A satellite goes on a journey – with tomatoes on board

On Wednesday 17 October 2018, the German research satellite Eu:CROPIS left its manufacturing site, the German Aerospace Center (Deutsches Zentrum für Luft- und Raumfahrt; DLR) in Bremen. On board were 24 tomato seeds. The satellite – one metre in length and weighing 230 kilograms – made its way to the US Vandenberg Air Force Base in California via Frankfurt. The satellite is scheduled for launch into space on board a Space-X Falcon 9 rocket in November.
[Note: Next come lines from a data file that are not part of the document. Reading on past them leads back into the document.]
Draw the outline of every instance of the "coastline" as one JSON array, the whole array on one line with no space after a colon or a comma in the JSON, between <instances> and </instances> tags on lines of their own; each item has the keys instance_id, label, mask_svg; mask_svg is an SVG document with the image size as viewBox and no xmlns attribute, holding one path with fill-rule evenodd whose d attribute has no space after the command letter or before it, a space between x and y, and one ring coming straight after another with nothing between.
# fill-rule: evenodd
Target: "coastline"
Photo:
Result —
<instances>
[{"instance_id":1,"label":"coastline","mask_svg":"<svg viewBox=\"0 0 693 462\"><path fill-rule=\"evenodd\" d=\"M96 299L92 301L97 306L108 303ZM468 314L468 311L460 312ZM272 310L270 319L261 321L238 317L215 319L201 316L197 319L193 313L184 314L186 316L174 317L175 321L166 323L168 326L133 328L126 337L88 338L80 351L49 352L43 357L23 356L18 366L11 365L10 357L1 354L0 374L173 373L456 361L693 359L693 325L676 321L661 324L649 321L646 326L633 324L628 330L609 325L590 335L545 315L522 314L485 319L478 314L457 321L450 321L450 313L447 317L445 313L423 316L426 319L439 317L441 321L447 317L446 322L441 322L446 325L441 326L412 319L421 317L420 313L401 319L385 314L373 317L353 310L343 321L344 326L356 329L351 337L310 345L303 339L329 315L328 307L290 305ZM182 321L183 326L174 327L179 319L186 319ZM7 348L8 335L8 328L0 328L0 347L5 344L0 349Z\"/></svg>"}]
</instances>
"We want to investigate how to create a breathable atmosphere and food for astronauts in space using their own waste," says Hartmut Müller, Project Manager for the satellite built at the DLR Institute of Space Systems. The aim is for astronauts to be self-sufficient during future space missions lasting several years. Until the launch, the tomato seeds will be in a semi-dormant state. Once in space, an automated system will provide them with water, fertiliser and light – "everything they need to grow," according to Müller. Rotation of the satellite will generate artificial gravity – first like the Moon and then that of Mars.

Even a satellite has to clear customs

Before departing, the satellite had to undergo a series of final tests. Right before loading, it was inspected by customs.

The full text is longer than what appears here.